I realized I’m never going to be an enlightened being, but maybe my contribution is to help reframe this notion of kindness so that we take it seriously and use it to build a genuinely kinder world. Unfortunately, calls for “kindness” and “civility” are oftentimes used as a way of keeping people quiet. I’m a progressive African American who grew up in the South during Jim Crow, so I bring a different perspective to the table than civility-obsessed and conflict-averse white moderates and liberals. Central to the Civil Rights Movement is the notion of “No Justice, No Peace!" People who are oppressed know you must shift power relations to bring about change. Those in power are not going to change just because it’s the right, the rational, and the reasonable thing to do. It’s my job, therefore, to approach the notion of kindness from a very different perspective, to reconceptualize it as a large, robust, and politically engaged concept.

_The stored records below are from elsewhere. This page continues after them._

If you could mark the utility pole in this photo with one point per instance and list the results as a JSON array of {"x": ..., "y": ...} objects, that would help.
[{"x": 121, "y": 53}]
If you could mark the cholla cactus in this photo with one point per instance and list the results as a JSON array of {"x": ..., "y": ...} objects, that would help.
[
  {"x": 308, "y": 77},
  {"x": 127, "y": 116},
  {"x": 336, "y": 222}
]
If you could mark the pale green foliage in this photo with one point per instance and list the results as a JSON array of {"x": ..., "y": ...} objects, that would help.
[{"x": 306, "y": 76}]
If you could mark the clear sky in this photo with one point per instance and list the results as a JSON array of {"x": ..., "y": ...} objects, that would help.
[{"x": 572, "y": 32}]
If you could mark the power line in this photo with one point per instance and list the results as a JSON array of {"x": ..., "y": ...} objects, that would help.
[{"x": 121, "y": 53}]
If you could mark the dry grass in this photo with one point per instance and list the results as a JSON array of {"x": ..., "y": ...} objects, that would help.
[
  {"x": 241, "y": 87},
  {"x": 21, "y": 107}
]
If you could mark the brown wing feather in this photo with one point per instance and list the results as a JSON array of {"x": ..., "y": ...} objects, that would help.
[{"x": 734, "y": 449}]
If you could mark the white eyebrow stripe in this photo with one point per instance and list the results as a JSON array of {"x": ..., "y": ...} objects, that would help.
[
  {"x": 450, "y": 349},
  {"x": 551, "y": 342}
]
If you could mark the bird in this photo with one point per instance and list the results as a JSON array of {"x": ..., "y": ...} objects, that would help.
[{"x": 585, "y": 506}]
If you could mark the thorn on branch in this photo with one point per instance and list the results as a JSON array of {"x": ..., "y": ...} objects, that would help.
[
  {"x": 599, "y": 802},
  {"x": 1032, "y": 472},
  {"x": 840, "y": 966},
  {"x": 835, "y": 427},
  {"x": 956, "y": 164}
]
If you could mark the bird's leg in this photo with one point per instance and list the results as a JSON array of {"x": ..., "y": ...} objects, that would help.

Where does the average person start?
We must recognize that genuine kindness involves group relations, and oftentimes unkindness happens within hierarchies, where one group is more powerful than another. To create a kinder society means challenging power relations in ways that force people to see others outside of their own group as being fully human and deserving of compassion. For example, prior to the late 1970s, there used to be comic strips that showed men in power chasing women around their office desks, and that was all too often considered to be funny. When the women’s right movement emerged, it wasn’t accepted as funny anymore and was called sexual harassment. Until they were punished for that behavior, many men did not have a clue it was wrong. Apply that to today when we have police officers and vigilantes who seem to have no conscience when it comes to killing unarmed African Americans. They are not killing affluent European Americans who can hire lawyers and cause them trouble, because there are consequences for doing so. For African Americans, there are fewer consequences. Until that changes, until the power dynamic is shifted, those who engage in such inhumane cruelty won’t understand it’s wrong. To have a genuine movement for kindness, we must also have a radical redistribution of income and wealth that’s facilitated by government policies. But we have people in power now who are not interested in being kind, who have mean-spirited ideologies like social Darwinism and want only to protect what they have. Take the story of a politician who, on the way to their office to cast an important vote on homelessness, passes a homeless person and puts a dime in that person’s can. The politician feels good about themself, and then goes into work and votes in favor of legislation that essentially criminalizes homelessness. They walk away from the homeless person in the morning thinking they’re kind, but in the afternoon show just how unkind they are.
But aren’t there times when one must come across as being unkind to bring about ultimate kindness and change?
In Buddhism, there’s this notion of genuine versus fool’s compassion, which means that if someone is doing something wrong it needs to be chastised. Bogus or unreal compassion is to encourage that person to continue their harmful ways. For example, if a mother found out her son was using fentanyl, what’s the appropriate response? To smile? That would be the civil thing, to do what we normally think of as “kind.” Another response might be tough love, maybe some willingness to engage in conflict in the moment that might result in genuine kindness in the end.